This post considers a number of issues with analytic product evaluation method described in the document ODNI Rating Scale for Evaluating Analytic Tradecraft Standards (Rating Scale), the most authoritative guidance for the evaluation of analytic products in the U.S. intelligence community. It considers the following questions:
- Is the method reliable?
- Is the method valid?
- Are the Analytic Standards adequately delineated?
- Should – and how should – an overall score be calculated?
- Is the method efficient?
- How does the method treat expertise?
But first, a brief description of the Rating Scale, since the document describing it (see references at end of this post) does not appear to be publicly available.
About the Rating Scale
As part of a larger effort to raise the quality of intelligence analysis, the U.S. Office of the Director of National Intelligence (ODNI) has provided Intelligence Community Directive 203: Analytic Standards (ICD 203). This document describes a set of Standards for the production and evaluation of analytic products. There are five primary Standards:
- Independence from political considerations;
- Being based on available sources of intelligence information; and
- Implementing and exhibiting the Analytic Tradecraft Standards.

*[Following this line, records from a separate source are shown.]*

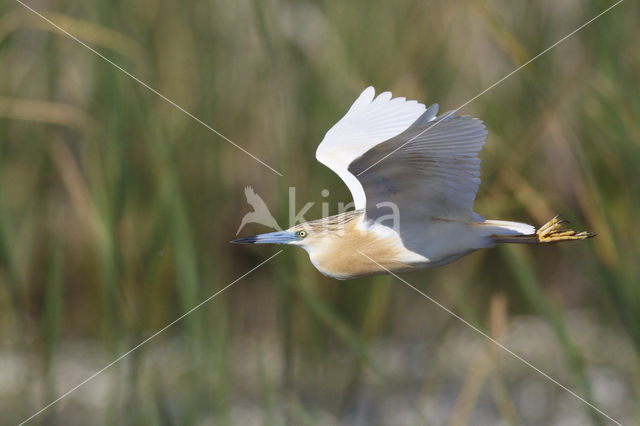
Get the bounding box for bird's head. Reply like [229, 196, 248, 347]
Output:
[231, 210, 363, 257]
[231, 223, 322, 248]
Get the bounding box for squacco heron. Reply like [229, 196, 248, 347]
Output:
[232, 87, 594, 279]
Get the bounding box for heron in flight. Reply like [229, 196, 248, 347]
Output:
[232, 87, 594, 279]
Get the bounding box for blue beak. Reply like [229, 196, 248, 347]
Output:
[231, 231, 298, 244]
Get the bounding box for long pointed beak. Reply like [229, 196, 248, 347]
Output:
[230, 231, 297, 244]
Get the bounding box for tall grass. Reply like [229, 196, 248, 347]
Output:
[0, 0, 640, 425]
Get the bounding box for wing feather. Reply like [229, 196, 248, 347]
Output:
[316, 87, 430, 209]
[349, 112, 487, 224]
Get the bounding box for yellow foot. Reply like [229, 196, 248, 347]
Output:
[536, 215, 596, 243]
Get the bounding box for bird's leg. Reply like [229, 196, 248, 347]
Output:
[536, 215, 596, 243]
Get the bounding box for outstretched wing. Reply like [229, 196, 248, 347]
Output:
[316, 87, 438, 209]
[349, 111, 487, 224]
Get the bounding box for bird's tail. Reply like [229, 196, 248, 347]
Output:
[483, 215, 596, 244]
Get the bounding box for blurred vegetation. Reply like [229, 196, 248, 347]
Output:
[0, 0, 640, 425]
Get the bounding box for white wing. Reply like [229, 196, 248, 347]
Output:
[349, 112, 487, 229]
[316, 87, 438, 209]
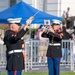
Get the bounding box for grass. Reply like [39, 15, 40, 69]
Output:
[0, 72, 75, 75]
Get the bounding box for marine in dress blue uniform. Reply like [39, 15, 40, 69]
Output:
[4, 17, 33, 75]
[42, 20, 62, 75]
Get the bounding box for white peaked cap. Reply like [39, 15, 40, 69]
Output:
[7, 18, 22, 23]
[52, 19, 61, 25]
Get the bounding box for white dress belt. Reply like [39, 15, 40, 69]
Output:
[49, 43, 61, 46]
[8, 49, 23, 54]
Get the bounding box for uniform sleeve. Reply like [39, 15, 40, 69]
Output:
[6, 29, 28, 43]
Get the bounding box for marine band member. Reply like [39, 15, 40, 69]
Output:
[42, 20, 62, 75]
[4, 17, 33, 75]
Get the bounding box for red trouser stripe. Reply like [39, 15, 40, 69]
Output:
[14, 70, 17, 75]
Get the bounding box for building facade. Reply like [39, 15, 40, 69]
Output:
[0, 0, 75, 16]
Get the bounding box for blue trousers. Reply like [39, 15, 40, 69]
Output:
[8, 70, 22, 75]
[47, 57, 60, 75]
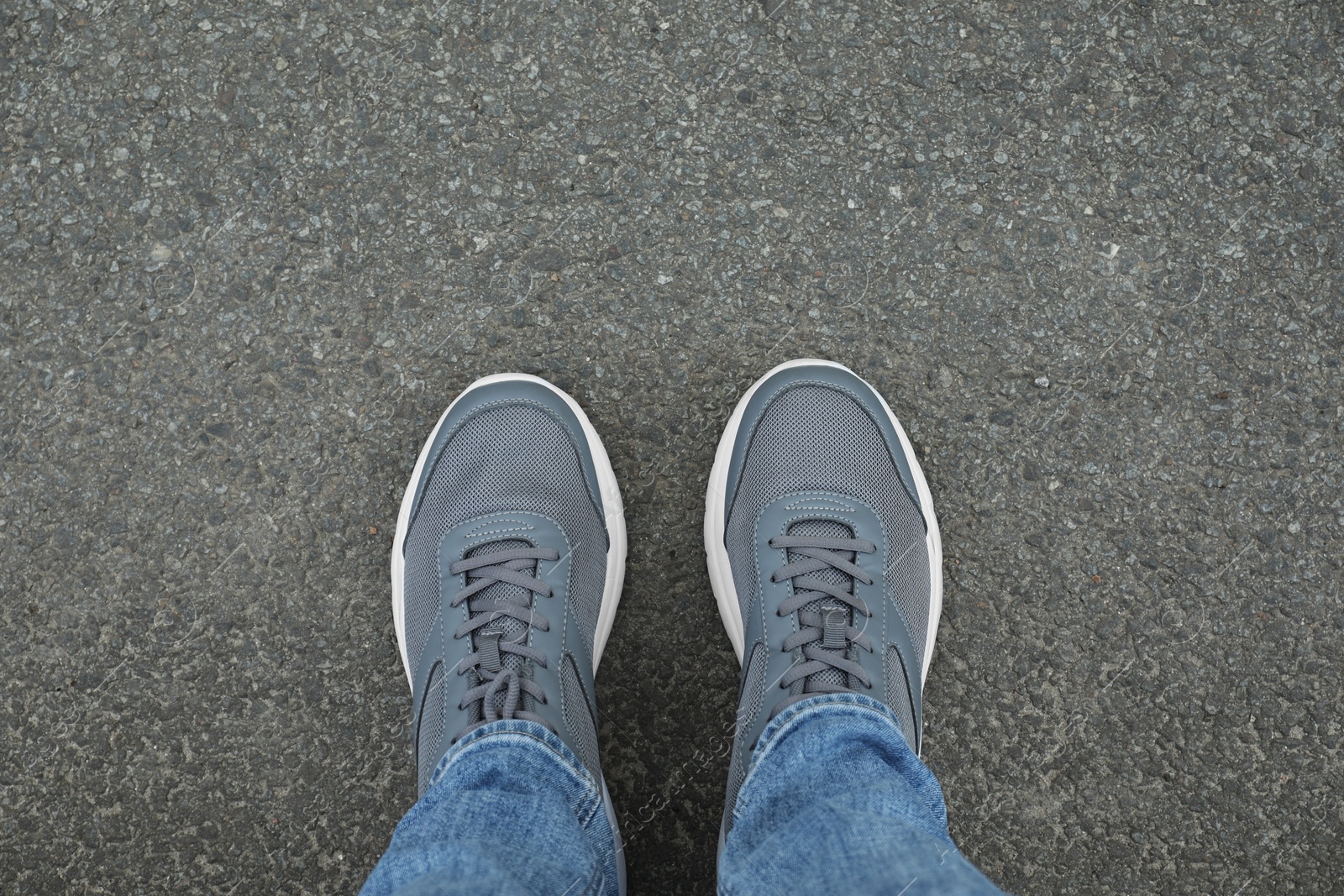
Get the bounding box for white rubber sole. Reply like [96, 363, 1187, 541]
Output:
[704, 359, 942, 690]
[392, 374, 627, 689]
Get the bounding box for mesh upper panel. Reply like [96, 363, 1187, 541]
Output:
[885, 645, 919, 750]
[727, 645, 770, 815]
[415, 665, 444, 794]
[405, 401, 607, 672]
[724, 385, 929, 679]
[560, 654, 601, 777]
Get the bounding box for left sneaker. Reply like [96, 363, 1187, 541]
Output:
[392, 374, 625, 892]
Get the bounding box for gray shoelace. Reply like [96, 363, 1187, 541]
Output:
[449, 548, 560, 741]
[770, 535, 878, 719]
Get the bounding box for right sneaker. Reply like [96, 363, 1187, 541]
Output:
[704, 359, 942, 851]
[392, 374, 627, 893]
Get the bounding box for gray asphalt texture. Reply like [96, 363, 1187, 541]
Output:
[0, 0, 1344, 896]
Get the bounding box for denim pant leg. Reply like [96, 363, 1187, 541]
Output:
[719, 694, 1001, 896]
[360, 720, 618, 896]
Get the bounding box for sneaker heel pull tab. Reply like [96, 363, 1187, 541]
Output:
[475, 631, 504, 672]
[822, 603, 849, 650]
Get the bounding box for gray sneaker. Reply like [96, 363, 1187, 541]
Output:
[704, 360, 942, 847]
[392, 374, 625, 892]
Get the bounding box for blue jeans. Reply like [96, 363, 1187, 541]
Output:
[360, 694, 1001, 896]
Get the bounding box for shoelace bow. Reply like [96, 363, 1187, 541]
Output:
[770, 535, 878, 717]
[449, 548, 560, 740]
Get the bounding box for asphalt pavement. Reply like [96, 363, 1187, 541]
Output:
[0, 0, 1344, 896]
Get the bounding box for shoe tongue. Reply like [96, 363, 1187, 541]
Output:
[466, 538, 536, 679]
[788, 520, 853, 693]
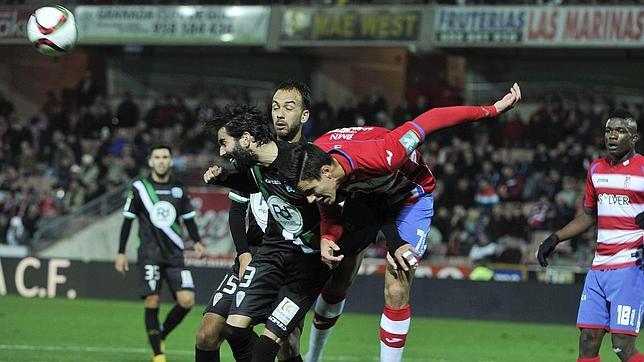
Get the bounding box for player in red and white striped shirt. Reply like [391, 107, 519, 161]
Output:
[537, 111, 644, 362]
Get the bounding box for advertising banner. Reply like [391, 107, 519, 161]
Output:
[0, 7, 34, 44]
[434, 6, 644, 47]
[281, 7, 422, 45]
[75, 5, 270, 45]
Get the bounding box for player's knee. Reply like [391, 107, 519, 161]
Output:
[579, 328, 604, 356]
[143, 294, 160, 308]
[177, 293, 195, 309]
[221, 324, 251, 344]
[196, 325, 221, 351]
[613, 334, 636, 361]
[385, 283, 409, 307]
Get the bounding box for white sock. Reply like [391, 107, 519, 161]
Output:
[380, 304, 411, 362]
[304, 294, 346, 362]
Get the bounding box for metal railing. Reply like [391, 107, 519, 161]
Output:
[30, 183, 129, 252]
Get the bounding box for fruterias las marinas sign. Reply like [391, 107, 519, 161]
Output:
[281, 8, 422, 42]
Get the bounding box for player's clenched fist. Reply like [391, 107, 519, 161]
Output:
[537, 234, 561, 268]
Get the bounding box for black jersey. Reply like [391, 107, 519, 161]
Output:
[123, 177, 195, 265]
[228, 190, 268, 252]
[215, 141, 320, 253]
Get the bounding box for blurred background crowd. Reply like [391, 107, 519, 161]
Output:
[0, 72, 644, 265]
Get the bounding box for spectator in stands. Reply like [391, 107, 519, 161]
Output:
[76, 70, 98, 107]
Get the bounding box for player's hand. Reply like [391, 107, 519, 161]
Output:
[494, 83, 521, 114]
[237, 252, 253, 280]
[320, 238, 344, 269]
[114, 253, 130, 275]
[387, 244, 420, 271]
[192, 241, 206, 258]
[537, 234, 561, 268]
[203, 165, 223, 183]
[635, 211, 644, 230]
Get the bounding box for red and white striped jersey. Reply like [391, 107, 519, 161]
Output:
[314, 122, 436, 204]
[584, 154, 644, 269]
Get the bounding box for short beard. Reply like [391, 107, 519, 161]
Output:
[229, 141, 258, 168]
[276, 122, 302, 142]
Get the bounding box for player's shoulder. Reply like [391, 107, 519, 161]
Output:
[588, 157, 610, 175]
[228, 190, 250, 204]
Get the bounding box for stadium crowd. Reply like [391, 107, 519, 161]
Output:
[0, 78, 644, 265]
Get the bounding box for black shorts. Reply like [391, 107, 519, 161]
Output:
[336, 196, 387, 256]
[230, 248, 330, 339]
[202, 260, 240, 318]
[138, 262, 195, 298]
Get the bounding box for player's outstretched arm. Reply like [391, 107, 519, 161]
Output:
[410, 83, 521, 138]
[537, 206, 597, 268]
[114, 217, 134, 274]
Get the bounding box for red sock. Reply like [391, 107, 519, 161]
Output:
[577, 356, 600, 362]
[626, 352, 644, 362]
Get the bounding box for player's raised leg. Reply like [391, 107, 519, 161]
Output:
[304, 249, 366, 362]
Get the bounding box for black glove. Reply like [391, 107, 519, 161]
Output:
[635, 211, 644, 230]
[537, 234, 561, 268]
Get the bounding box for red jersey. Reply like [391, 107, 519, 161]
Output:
[584, 154, 644, 269]
[314, 106, 497, 241]
[314, 123, 436, 204]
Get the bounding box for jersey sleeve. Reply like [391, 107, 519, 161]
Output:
[584, 162, 599, 209]
[318, 203, 344, 243]
[228, 190, 250, 255]
[123, 186, 140, 219]
[378, 106, 497, 171]
[181, 187, 197, 220]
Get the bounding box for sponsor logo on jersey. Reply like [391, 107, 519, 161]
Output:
[329, 133, 355, 141]
[328, 127, 373, 133]
[597, 194, 631, 206]
[266, 195, 303, 234]
[271, 297, 300, 328]
[212, 292, 224, 307]
[150, 201, 177, 229]
[398, 130, 420, 156]
[386, 150, 394, 166]
[170, 187, 183, 199]
[268, 315, 286, 331]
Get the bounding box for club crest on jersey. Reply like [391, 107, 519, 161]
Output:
[170, 187, 183, 199]
[150, 200, 177, 229]
[398, 130, 420, 156]
[266, 195, 303, 234]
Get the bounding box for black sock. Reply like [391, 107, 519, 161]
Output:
[251, 335, 280, 362]
[278, 356, 304, 362]
[161, 304, 190, 339]
[145, 308, 161, 356]
[195, 345, 221, 362]
[222, 324, 257, 362]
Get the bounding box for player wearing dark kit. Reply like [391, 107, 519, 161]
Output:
[204, 106, 330, 361]
[114, 145, 204, 362]
[195, 191, 268, 362]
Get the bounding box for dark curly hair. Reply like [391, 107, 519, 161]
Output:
[278, 142, 333, 187]
[208, 104, 276, 146]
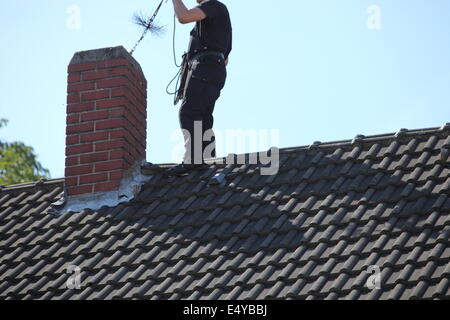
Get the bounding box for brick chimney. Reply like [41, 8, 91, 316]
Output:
[65, 46, 147, 196]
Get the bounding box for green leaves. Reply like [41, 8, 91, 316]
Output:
[0, 119, 50, 185]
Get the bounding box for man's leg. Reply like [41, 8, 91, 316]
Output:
[180, 79, 220, 164]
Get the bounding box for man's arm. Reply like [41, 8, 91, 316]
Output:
[172, 0, 206, 24]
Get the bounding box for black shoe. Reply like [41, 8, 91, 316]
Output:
[164, 163, 206, 177]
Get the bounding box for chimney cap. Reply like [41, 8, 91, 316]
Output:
[69, 46, 144, 75]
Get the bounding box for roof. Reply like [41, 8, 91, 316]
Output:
[0, 125, 450, 299]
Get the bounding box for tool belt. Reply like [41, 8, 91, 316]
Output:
[174, 51, 225, 105]
[189, 51, 225, 65]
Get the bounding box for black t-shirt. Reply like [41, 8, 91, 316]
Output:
[188, 0, 232, 59]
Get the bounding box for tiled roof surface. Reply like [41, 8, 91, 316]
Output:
[0, 128, 450, 299]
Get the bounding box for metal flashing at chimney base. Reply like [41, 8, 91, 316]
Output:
[55, 160, 149, 214]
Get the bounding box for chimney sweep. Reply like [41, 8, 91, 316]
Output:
[166, 0, 232, 176]
[130, 0, 167, 55]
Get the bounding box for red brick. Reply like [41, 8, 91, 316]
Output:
[67, 93, 81, 103]
[67, 82, 95, 93]
[66, 143, 94, 155]
[97, 77, 129, 89]
[81, 110, 109, 122]
[66, 114, 80, 124]
[80, 152, 109, 163]
[94, 160, 125, 172]
[68, 62, 97, 73]
[109, 128, 128, 139]
[66, 135, 80, 146]
[94, 181, 120, 192]
[80, 131, 109, 143]
[66, 156, 80, 167]
[109, 150, 125, 160]
[67, 184, 94, 196]
[66, 122, 94, 134]
[95, 140, 126, 152]
[66, 164, 94, 177]
[82, 70, 110, 81]
[67, 73, 81, 83]
[67, 102, 95, 113]
[65, 177, 78, 187]
[111, 67, 139, 83]
[108, 170, 123, 180]
[95, 119, 126, 130]
[80, 172, 108, 184]
[97, 59, 130, 69]
[109, 107, 127, 118]
[96, 98, 128, 110]
[81, 89, 109, 102]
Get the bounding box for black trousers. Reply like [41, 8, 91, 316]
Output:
[179, 56, 226, 164]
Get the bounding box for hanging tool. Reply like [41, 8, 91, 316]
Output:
[130, 0, 168, 55]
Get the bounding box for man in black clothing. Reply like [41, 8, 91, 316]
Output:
[169, 0, 232, 175]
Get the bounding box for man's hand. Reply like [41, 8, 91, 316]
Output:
[172, 0, 206, 24]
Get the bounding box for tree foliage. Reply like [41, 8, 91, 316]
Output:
[0, 119, 50, 185]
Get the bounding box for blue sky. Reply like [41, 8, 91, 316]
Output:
[0, 0, 450, 178]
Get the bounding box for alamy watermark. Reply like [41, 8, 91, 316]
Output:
[66, 265, 81, 290]
[366, 265, 381, 290]
[171, 121, 280, 175]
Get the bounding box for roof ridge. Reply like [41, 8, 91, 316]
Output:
[280, 123, 450, 153]
[0, 122, 450, 192]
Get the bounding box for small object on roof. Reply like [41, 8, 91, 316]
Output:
[209, 172, 227, 186]
[352, 134, 366, 144]
[395, 128, 409, 138]
[309, 141, 322, 150]
[141, 162, 166, 176]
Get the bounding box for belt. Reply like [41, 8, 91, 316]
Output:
[189, 51, 225, 64]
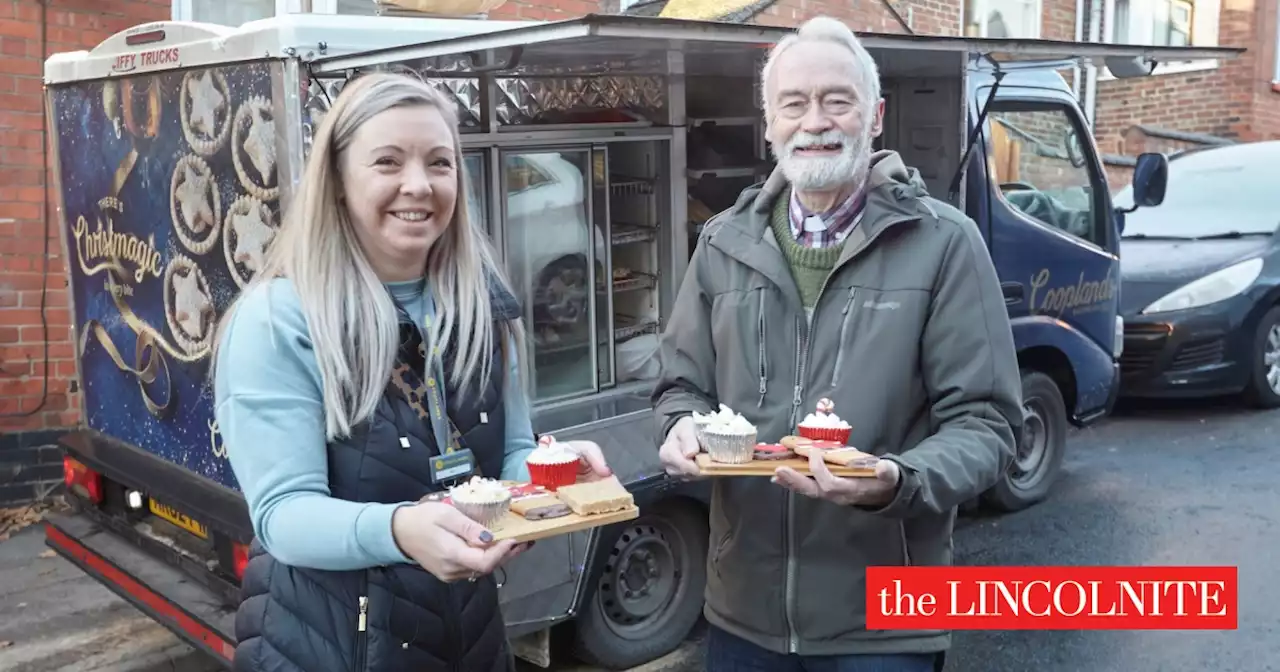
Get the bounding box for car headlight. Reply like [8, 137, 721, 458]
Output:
[1142, 257, 1262, 315]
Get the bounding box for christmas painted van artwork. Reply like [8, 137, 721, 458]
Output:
[51, 64, 279, 488]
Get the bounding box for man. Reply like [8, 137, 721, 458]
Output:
[654, 18, 1021, 672]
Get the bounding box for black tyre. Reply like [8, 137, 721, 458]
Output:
[1244, 306, 1280, 408]
[983, 369, 1068, 512]
[573, 499, 710, 669]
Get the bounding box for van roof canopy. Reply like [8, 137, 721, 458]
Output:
[45, 14, 1244, 84]
[312, 14, 1244, 77]
[45, 14, 543, 84]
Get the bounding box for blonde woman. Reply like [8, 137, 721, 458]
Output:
[214, 73, 608, 672]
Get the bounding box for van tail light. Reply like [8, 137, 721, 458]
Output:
[63, 456, 102, 504]
[232, 541, 248, 581]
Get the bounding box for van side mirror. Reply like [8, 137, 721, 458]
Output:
[1125, 152, 1169, 212]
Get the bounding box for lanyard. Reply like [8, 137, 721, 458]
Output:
[392, 291, 461, 454]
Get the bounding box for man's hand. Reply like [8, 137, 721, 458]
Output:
[658, 416, 701, 480]
[562, 442, 613, 483]
[773, 442, 902, 507]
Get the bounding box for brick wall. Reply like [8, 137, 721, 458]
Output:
[1094, 0, 1280, 191]
[0, 0, 170, 476]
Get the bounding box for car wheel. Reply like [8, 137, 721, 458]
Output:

The Analytic Tradecraft Standards are
- Proper description of sources, data and methodologies;
- Proper expression of uncertainties;
- Proper distinguishing of information from assumptions and judgements;
- Incorporating analysis of alternatives;
- Demonstrating customer relevance and addressing implications;
- Use of clear and logical argumentation;
- Explanation of change to or consistency of judgements with previous reports;
- Making accurate judgements or assessments;
- Incorporating effective visual information where appropriate.
The Rating Scale was developed by the ODNI’s Analytic Integrity and Standards Group (AIS) to provide guidance for evaluators assessing the extent to which a product meets the Analytic Tradecraft Standards. It is, basically, a rubric, though intended for use in the workplace rather than in education. For each of the nine Analytic Standards, the Rating Scale provides:
- A definition of the Standard;
- Brief instructions for applying four rating levels: Poor (0), Fair (1), Good (2), and Excellent (3) – though for Standard 8, the levels are Unclear, Conditioned, and Unconditioned; and
- A page or so of further guidance.
It also provides some general guidance. Two aspects of that guidance are of note here. First, the document describes the process raters should use in evaluating a report. Key components are:
- Raters should provide “narrative comments” elaborating on their ratings for each of the Standards.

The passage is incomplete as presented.